The fun, of course, is in discovering if Kirk has what it takes to jump those extra few points and prove there is hope for average guys everywhere. Well, that and watching Stainer deliver wacky monologues.
“She’s Out of My League” is a fairly traditional romantic comedy that banks largely on Baruchel’s and Miller’s comic talents, and they do a good job holding things together. Alas, they could have used help from director Jim Field Smith and the screenwriting team of Sean Anders and John Morris. Although “League” has funny moments, it borrows heavily from other teen sex comedies, most notably the “American Pie” franchise, and it feels a tad stale because of that.
That’s not to say you can’t have fun with the film. You can. Just realize it’s one step shy of the majors.
DVD and Blu-ray extras include deleted scenes, a blooper reel, an extended ending and an audio commentary by Smith.
ALSO OUT THIS WEEK
“Cloudy With a Chance of Meatballs” Blu-ray 3D: Television manufacturers are hoping 3DTV is the next best thing, but there isn’t much content for folks who buy new 3D sets. Sony is taking a step to remedy that with its Blu-ray 3D of “Cloudy With a Chance of Meatballs.” The animated film is based on the popular children’s book about a town where food falls from the sky, and it’s a lot of fun. Do note, however, that you must have a 3D capable Blu-ray player and 3DTV in order to reap the benefits of this particular release.
“The Good Guy”: Romantic comedy starring Alexis Bledel, Scott Porter and Bryan Greenberg. Bledel plays Beth, a young career woman who happens upon two perfect guys and must decide who is right for her.
“Hung” – The Complete First Season: This HBO series focuses on a divorced, middle-aged man who thinks he can turn his life around by resorting to prostitution. Stars Thomas Jane, Jane Adams, Anne Heche, Sianoa Smit-McPhee, and Charlie Saxton.
“Close-Up”: Iranian film based on the true story of a man who was brought up on charges for impersonating filmmaker Mohsen Makhmalbaf. The 1990 movie, presented by the Criterion Collection, is a unique mix of fiction and documentary. Presented in Persian with English subtitles.
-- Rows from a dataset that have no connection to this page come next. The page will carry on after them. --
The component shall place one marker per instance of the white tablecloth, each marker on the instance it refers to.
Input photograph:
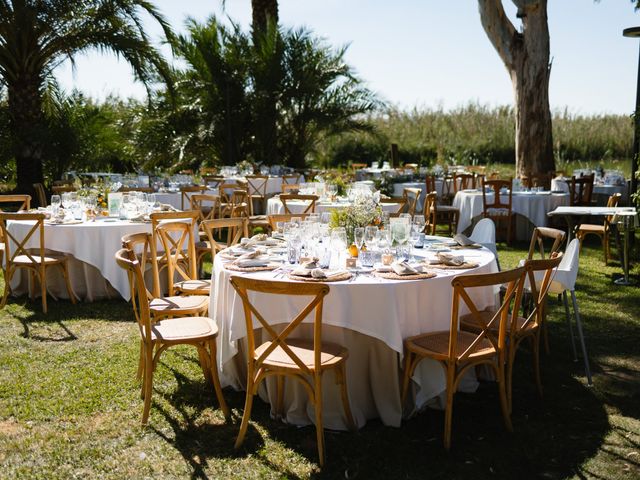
(369, 316)
(92, 246)
(532, 206)
(275, 207)
(600, 190)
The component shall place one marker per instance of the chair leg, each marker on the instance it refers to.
(569, 325)
(341, 378)
(247, 411)
(319, 426)
(148, 384)
(581, 337)
(216, 380)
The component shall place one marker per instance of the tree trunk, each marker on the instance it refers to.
(526, 57)
(28, 131)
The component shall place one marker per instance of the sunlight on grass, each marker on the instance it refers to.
(70, 405)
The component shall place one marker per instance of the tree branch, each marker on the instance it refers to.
(499, 29)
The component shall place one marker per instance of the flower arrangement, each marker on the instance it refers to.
(364, 211)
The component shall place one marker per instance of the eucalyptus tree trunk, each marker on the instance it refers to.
(264, 23)
(28, 130)
(525, 54)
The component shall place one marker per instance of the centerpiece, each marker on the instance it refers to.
(364, 210)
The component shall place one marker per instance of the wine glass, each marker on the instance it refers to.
(358, 237)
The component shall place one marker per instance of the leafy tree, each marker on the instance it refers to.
(37, 35)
“Red Desert”: Newly restored transfer of Director Micheangelo Antonioni’s first color film. Released in 1964, the movie focuses on a woman (Monica Vitti) who feels disconnected from the world. Richard Harris also stars. Presented in Italian with English subtitles.
“River World”: Based on Philip Jose Farmer’s bestselling book series, this TV movie originally aired on Syfy. The premise is that everyone who has ever lived on Earth gets simultaneously resurrected on a planet with an intricate river system.
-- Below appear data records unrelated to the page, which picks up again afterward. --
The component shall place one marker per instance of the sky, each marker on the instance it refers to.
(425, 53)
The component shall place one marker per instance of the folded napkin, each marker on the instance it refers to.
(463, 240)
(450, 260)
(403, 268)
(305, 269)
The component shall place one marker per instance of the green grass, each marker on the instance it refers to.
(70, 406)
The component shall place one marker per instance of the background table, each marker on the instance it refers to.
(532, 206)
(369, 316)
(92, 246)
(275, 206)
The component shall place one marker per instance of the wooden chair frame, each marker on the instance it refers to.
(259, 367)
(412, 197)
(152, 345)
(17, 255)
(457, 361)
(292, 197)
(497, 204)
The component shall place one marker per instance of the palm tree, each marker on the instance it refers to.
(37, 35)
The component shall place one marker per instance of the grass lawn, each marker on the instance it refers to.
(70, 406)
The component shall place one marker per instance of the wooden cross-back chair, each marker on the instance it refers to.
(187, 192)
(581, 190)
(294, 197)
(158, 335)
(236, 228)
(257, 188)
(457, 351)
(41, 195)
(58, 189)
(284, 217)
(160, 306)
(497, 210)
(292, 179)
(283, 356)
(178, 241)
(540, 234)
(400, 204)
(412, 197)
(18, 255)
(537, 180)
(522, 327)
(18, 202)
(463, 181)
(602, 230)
“Entourage” – The Complete Sixth Season: This three-disc set gives fans of the HBO series – about an up-and-coming Hollywood actor – a chance to get caught up before season seven premieres June 27.
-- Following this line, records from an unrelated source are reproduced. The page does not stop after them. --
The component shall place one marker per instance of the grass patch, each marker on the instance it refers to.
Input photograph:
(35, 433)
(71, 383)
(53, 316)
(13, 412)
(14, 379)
“Tom and Jerry” – Deluxe Anniversary Collection: This two-disc set contains 30 of the most popular Tom and Jerry cartoons, including seven Oscar winners. Note that this release is intended primarily for adult collectors and some cartoons may not be appropriate for children.
“Death Race 2000”: A special edition of the 1975 dark comedy is being released on DVD and Blu-ray as part of the Roger Corman’s Cult Classics collection from Shout Factory. The movie is about a transcontinental, high-speed car race where the winner is the driver who racks up the most points by killing spectators and pedestrians. Meanwhile, anti-race activists are gunning for drivers in hopes of putting an end to the murderous event. David Carradine, Sylvester Stallone, Martin Kove, and Roberta Collins star.